Tuesday, August 14, 2018

Artful Influence


The art of software development can be much more than accomplishing projects. Often the successful path begins by focusing beyond the project at hand -- you need to review everything you can think of: personalities, creative ideas, political issues, hidden agendas, insecurities, technical questions, doubts about the future direction of technology, everything.

You may find a need to be intensely aware of a company's culture. At other times it may appear that your real purpose is to change the culture, and your development project is just a means to achieve that end. You may also need to include a bit of an appraisal as to the strategic direction and positioning of your company: it might be wrong for you to try to turn your employer into the Nordstrom's of retailers if its intentions and strategy is to be the K-mart.

In some consulting environments your purpose is not to accomplish anything. Your project is actually an anti-project, the staff is against you, and you succeed by making the staff accomplish their own agenda. You must use grace to provide a backflow, purposefully pointing away from their objectives. Occasionally you can be successful overall (and act in the best interest of your retainer) even though your own personal accomplishments and monthly status reports might lack a certain luster.

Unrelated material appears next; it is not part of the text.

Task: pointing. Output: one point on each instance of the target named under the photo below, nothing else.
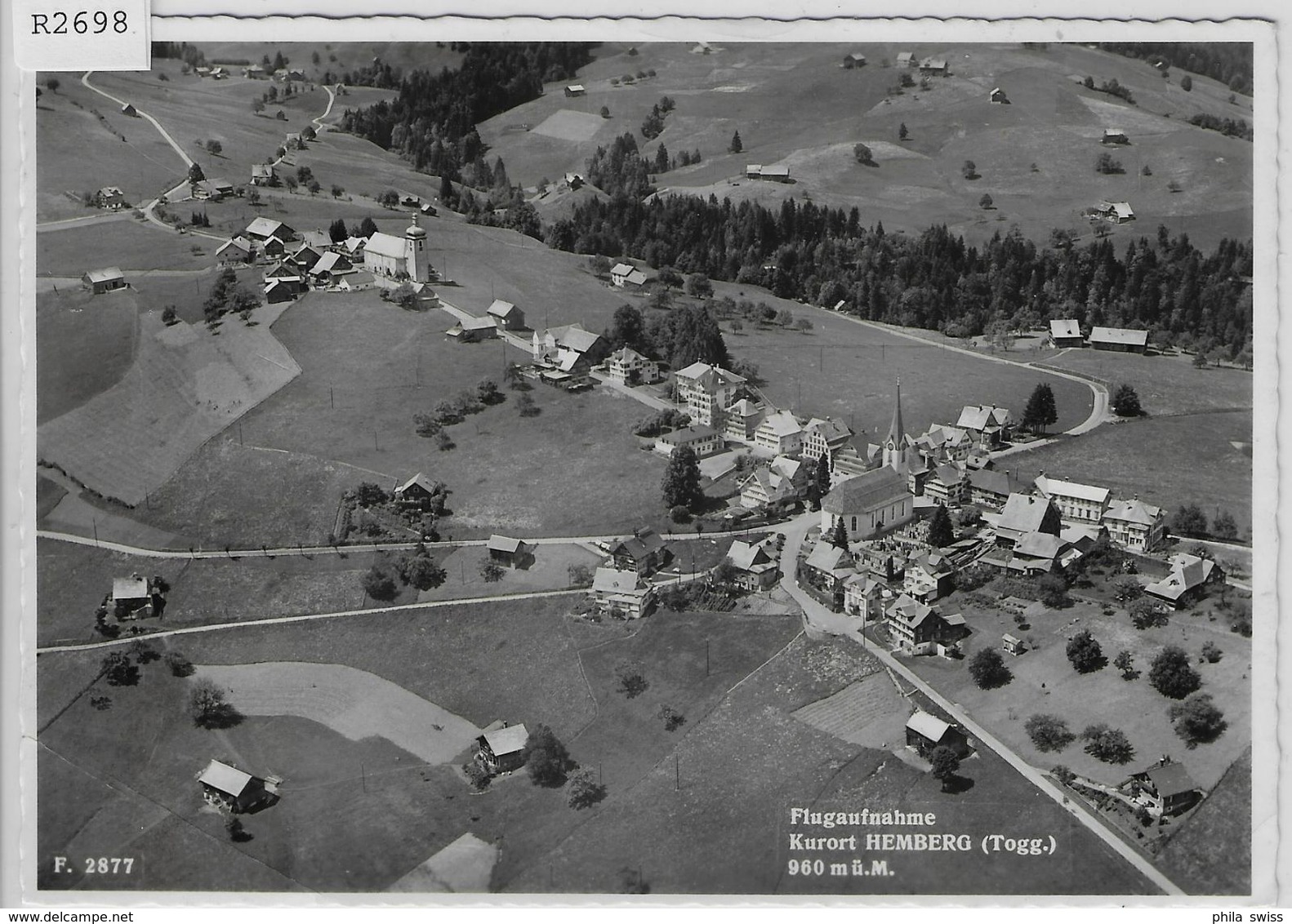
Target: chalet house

Around one quarter of software design could be considered "art" in every sense of the word. Congruent to other creative arts a software designer encapsulates thought into both visual and written structures. Sometimes though the whole point of creating software is to go through the process of meeting with people and moving them from their preconceived positions to change the culture, nature, and very heart of your employer. So once in a while the parallels to art go deep down to its truer purpose: to move people's souls.